Identity thieves have a range of tactics to get what they need, from old school (stealing your mail) to high tech (massive hacks of banks, retail chains and other companies that stockpile consumer data). Scammers claiming to represent government agencies, utilities or big tech firms might call and ask for personal or financial information, or send phishing emails with links that infect your device with data-harvesting malware.
Once they have your information, fraudsters may use it to open new credit accounts and make big-ticket purchases you might not discover until the bills come due. They might get medical treatment, file tax returns or take out loans in your name. The costs are counted not just in money but in time spent chasing down phony accounts, repairing damaged credit and re-establishing your identity with government and financial institutions.
As many ways as there are for fraudsters to poach your identity, there are also many simple steps you can take to help keep them at bay.
- Bank and credit card statements list withdrawals or purchases you don’t remember making.
- You get a bill or invoice for financial activity you don’t recognize or medical services you didn’t receive.
- Your credit report lists accounts or liabilities you don’t recognize.
- You are contacted by a debt collector about a debt you don’t owe.
- You have trouble filing your taxes because the Internal Revenue Service says it already has a return from you.
- You receive notice from a bank or company you do business with that it has suffered a data breach.
- Do use security software on your devices, and keep it updated.
- Do set up online access to your bank and credit card accounts. Check them regularly and contact the bank or card provider immediately if you spot any suspicious activity.
- Do switch to paperless billing and financial statements, so you get less sensitive information in the mail.
- Do check your credit reports. You can get one free report every 12 months from each of the three major reporting agencies, Experian, Equifax and TransUnion.
- Do consider putting a fraud alert or freeze on your credit report, especially if you think personal data has been lost, stolen or exposed in a data breach. A freeze prevents anyone from opening a credit account in your name; an alert requires prospective lenders or creditors to verify your identity.
- Do file your tax return as early as possible. Tax ID thieves who’ve obtained your personal information will try to beat you to it.

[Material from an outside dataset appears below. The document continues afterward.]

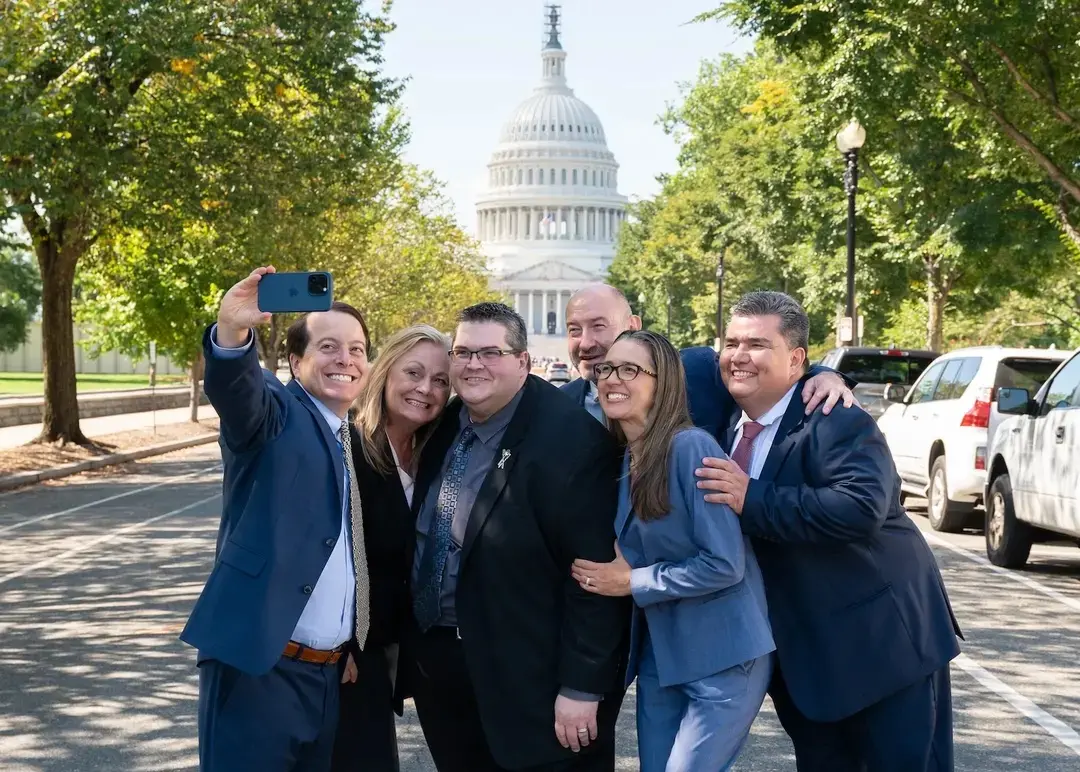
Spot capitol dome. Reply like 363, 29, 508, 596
476, 5, 626, 352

- Do shred bank statements, tax forms, medical bills and other documents containing personal or financial data before you throw them out.
- Do use a PIN or other type of passcode for unlocking laptops, tablets and smartphones. If a device is lost or stolen, it will be harder for thieves to get at what’s on it.

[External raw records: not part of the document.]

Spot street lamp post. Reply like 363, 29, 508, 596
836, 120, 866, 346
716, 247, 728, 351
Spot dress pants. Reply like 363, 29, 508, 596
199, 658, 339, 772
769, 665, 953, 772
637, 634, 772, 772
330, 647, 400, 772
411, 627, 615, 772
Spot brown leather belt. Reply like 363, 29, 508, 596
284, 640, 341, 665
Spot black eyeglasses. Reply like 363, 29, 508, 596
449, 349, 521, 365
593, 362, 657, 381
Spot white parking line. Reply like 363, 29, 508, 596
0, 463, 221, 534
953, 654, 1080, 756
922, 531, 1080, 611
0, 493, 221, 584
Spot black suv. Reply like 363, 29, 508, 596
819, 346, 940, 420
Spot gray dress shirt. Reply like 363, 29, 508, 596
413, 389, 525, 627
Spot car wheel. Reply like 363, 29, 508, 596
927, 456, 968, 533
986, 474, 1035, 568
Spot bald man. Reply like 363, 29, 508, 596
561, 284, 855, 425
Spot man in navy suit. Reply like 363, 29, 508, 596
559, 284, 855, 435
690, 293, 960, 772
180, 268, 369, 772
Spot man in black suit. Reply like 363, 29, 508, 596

- Don’t use the same password for multiple online accounts. Create strong and varied passwords, and use two-factor authentication if available — it prevents people from accessing your accounts with just the password.
- Don’t carry your Social Security card, and only carry documents with your Social Security number on them when necessary.
- Don’t give out your Social Security number or other personal information over the phone unless you are certain who’s asking for it and why.
- Don’t check email, use social media, or do online shopping or banking on public Wi-Fi networks. Many are poorly secured, leaving openings for hackers to intercept sensitive data.
- Don’t leave personal information in your car, even if it’s locked.